Valora de “fundamental” el contacto con los demás refugiados ucranianos del albergue. Cada mañana se reúnen en el comedor para desayunar y allí la primera pregunta es “¿Cómo está la familia?”. En estos largos y duros meses ve que “sin apoyo no se puede vivir una situación así”. Considera que ya son una familia y viven los problemas todos juntos. “Cuando nos vayamos de aquí vamos a echarnos de menos”.

Hoy, 24 de febrero, se cumple un año del conflicto bélico en Ucrania, una fecha que siempre fuera de celebración para Maryna al ser el cumpleaños de su hermano. Este año está claro que el sentimiento no es el mismo y lo que hará será participar en una concentración de apoyo a Ucrania en el Obradoiro.

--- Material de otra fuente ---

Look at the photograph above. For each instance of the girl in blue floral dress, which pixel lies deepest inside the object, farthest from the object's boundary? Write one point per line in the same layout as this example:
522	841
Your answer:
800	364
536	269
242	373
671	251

Por ahora no piensa en que haya una fecha de fin de guerra. “Todo el mundo quiere creer que acabará pronto pero cuando ves las noticias en la televisión se ve que no es así y nadie puede pararla”, dice. Así, “mi mirada al futuro son mis hijas”. Cuenta que la de cuatro años no ve la realidad. Echa de menos a su padre y a su abuela. “Al principio siempre preguntaba cuando podría verlos, pero ahora está bien aquí”, dice. La mayor ya hace preguntas más serias. “Me pregunta cuando se terminará todo esto, pero no tengo una respuesta par darle”, dice con los ojos llorosos. Nunca se le había pasado por la mente que acabaría viviendo en Santiago. “La causa por la que estamos aquí es muy triste, pero estoy muy agradecida por el apoyo recibido aquí en el albergue”, comenta. Instantes antes de echarse a llorar dijo: “Santiago es mi segunda casa”.